Sunak: “golden era” between UK, China is over
- “We also need to evolve our approach to China. Let’s be clear, the so-called ‘golden era’ is over, along with the naïve idea that trade would automatically lead to social and political reform,” UK Prime Minister Rishi Sunak said on Monday in his first foreign policy address. “But nor should we rely on simplistic Cold War rhetoric,” Sunak added. He then called China a “systemic challenge to our values and interests” that “grows more acute.”
- Tory backbenchers have been pressuring the new Conservative leader to be tough on China. They criticized him for being less hawkish than his predecessor Liz Truss, who pledged to officially designate China as a “threat” instead of a “systemic competitor” under Boris Johnson.
- Sunak puzzled Tory members with his back-and-forth of calling China a “threat” and a “challenge” when flying to Indonesia for the G20 summit. He also said something provocative for China on the plane: “We stand ready to support Taiwan, as we do in standing up to Chinese aggression.” Later, his meeting with Chinese President Xi Jinping in Bali was canceled.

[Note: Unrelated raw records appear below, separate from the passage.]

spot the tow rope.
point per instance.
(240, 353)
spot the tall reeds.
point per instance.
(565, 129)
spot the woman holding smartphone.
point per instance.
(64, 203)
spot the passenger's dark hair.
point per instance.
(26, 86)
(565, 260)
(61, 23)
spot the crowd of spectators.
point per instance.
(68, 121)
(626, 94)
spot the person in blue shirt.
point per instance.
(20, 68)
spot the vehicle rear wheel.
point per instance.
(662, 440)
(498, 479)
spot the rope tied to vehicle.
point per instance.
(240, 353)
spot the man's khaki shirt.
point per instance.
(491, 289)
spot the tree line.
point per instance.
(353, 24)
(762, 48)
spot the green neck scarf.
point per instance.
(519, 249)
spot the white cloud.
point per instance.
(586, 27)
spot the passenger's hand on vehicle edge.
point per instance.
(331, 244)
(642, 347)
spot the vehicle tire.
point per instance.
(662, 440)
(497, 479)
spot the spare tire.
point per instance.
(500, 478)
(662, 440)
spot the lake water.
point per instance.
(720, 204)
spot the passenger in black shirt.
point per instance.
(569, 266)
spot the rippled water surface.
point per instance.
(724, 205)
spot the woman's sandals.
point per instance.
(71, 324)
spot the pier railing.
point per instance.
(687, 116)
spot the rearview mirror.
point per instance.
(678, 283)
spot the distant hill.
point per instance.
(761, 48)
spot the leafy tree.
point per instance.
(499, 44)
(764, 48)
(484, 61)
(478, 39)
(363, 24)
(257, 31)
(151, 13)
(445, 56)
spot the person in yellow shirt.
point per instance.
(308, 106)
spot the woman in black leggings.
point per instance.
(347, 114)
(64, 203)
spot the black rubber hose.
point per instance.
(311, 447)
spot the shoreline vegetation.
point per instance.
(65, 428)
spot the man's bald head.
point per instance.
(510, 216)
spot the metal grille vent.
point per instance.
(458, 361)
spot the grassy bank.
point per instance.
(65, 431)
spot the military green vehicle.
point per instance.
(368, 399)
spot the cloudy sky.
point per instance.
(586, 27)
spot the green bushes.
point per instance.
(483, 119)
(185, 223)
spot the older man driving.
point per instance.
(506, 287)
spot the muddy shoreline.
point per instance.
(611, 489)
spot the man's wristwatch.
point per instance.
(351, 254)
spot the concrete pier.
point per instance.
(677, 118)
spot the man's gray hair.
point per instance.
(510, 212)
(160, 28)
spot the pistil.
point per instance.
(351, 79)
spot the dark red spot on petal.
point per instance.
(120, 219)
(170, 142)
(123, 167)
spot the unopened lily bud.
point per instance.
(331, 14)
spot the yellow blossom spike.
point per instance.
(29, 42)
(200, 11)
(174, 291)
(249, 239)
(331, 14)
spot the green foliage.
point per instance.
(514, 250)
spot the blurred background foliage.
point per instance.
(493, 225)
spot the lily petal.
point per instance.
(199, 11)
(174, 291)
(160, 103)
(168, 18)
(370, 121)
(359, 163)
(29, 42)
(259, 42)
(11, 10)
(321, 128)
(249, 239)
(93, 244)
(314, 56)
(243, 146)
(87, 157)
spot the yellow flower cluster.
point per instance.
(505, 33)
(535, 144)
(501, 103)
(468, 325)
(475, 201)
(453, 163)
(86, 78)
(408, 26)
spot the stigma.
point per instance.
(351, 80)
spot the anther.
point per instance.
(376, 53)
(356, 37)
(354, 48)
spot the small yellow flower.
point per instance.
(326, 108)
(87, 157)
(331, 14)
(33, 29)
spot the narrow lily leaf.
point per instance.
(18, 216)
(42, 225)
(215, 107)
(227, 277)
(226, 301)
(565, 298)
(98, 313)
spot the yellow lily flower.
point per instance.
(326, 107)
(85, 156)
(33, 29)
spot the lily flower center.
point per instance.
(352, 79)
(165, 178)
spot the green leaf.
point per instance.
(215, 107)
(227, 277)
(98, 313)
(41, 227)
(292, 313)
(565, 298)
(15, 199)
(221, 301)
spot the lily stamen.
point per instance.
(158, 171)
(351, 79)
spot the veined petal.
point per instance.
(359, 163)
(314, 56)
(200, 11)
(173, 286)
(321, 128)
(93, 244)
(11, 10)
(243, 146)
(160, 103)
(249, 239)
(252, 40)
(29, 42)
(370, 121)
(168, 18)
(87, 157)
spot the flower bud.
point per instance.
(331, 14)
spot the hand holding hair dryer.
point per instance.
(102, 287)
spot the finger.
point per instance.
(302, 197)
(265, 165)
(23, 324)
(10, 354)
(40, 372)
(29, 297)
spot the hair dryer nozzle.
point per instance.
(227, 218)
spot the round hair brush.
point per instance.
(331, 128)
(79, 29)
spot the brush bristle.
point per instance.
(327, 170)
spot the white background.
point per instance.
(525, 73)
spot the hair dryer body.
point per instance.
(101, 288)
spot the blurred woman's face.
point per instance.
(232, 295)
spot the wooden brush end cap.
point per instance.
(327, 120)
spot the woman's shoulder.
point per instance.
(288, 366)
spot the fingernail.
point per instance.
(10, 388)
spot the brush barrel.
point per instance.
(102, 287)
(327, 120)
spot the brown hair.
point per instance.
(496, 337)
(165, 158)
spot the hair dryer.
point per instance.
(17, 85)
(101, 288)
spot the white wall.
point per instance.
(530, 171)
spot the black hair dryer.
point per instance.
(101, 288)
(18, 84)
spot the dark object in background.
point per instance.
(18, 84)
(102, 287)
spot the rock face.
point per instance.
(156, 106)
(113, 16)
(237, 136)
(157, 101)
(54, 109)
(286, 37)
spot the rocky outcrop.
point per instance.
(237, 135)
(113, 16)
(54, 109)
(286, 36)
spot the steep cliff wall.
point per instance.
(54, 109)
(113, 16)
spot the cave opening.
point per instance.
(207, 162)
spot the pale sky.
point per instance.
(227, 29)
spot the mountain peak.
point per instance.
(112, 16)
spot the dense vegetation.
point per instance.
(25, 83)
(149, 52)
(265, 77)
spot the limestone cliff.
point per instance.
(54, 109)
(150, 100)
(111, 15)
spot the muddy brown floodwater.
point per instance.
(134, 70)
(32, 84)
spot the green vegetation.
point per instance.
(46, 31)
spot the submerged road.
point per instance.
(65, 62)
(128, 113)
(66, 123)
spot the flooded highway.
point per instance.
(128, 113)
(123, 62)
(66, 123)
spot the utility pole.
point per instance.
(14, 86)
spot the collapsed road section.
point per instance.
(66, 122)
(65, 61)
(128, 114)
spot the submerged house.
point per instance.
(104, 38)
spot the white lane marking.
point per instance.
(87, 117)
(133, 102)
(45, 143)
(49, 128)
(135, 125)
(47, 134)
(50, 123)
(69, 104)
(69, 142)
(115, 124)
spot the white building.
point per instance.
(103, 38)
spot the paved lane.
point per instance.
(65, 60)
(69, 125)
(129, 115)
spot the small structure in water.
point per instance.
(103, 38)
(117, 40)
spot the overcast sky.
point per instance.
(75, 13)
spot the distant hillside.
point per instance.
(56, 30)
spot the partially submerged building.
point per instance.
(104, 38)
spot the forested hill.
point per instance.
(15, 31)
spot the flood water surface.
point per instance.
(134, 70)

Xi meets with Cuba, Mongolia presidents
- President Xi met with (Zh/En) visiting First Secretary of the Central Committee of the Communist Party of Cuba and President of Cuba Miguel Díaz-Canel on Friday. Xi said that China always places its relations with Cuba in a “special position” in its diplomacy. He also stressed that “However the international situation may evolve, China’s policy of upholding long-term friendship with Cuba will not change, its determination to support Cuba in following the path of socialism will not change, and its resolve to work with Cuba to defend international fairness and justice and oppose hegemony and power politics will not change.” Xi also vowed to “firmly support Cuba in safeguarding national sovereignty and opposing foreign interference and blockade.”
- President Xi held talks with (Zh/En) Mongolian President Ukhnaagiin Khurelsukh in Beijing on Monday. The meeting was only two months after the two leaders met in Uzbekistan in September. Xi hailed the high level of China-Mongolia relations and said, “China will work with Mongolia in close coordination and collaboration to jointly defend true multilateralism, reject bloc confrontation, and uphold solidarity and cooperation of the international community.”
In first, mainland Chinese companies outnumber American ones in Hong Kong
- The number of mainland Chinese companies with regional headquarters in Hong Kong surpasses their U.S. counterparts for the first time. As of June 1, the city has 251 regional hubs of mainland Chinese firms versus 240 for U.S. companies. The number of U.S. regional business headquarters was down from its peak at 333 in 2012 and was the lowest since 2002.
U.S. comment on China’s COVID situations
- “Our message to peaceful protesters around the world is the same and consistent: People should be allowed the right to assemble and to peacefully protest policies or laws or dictates that they take issue with,” John Kirby, U.S. National Security Council Coordinator for Strategic Communications said when answering a question over reported COVID-related protests in China. Kirby and White House Press Secretary Karine Jean-Pierre were pressed several times to respond to similar questions at a press briefing yesterday. They replied by reiterating the U.S. support for peaceful protests.
- When asked about China’s COVID policies, Kirby said, “China as a major economic player and China still struggling with COVID, there’s — obviously there’s an impact on the economy.”
Russia postpones nuclear arms-control talks with U.S.
- Russia has postponed talks scheduled on Tuesday to resume inspections under the New START treaty, U.S. officials said. The bilateral accord was signed in 2010 to reduce the long-range nuclear arms of the two countries. The arms inspections were suspended in 2020 due to COVID-19. Russia blocked the resumption of the inspections in August, citing U.S. travel restrictions.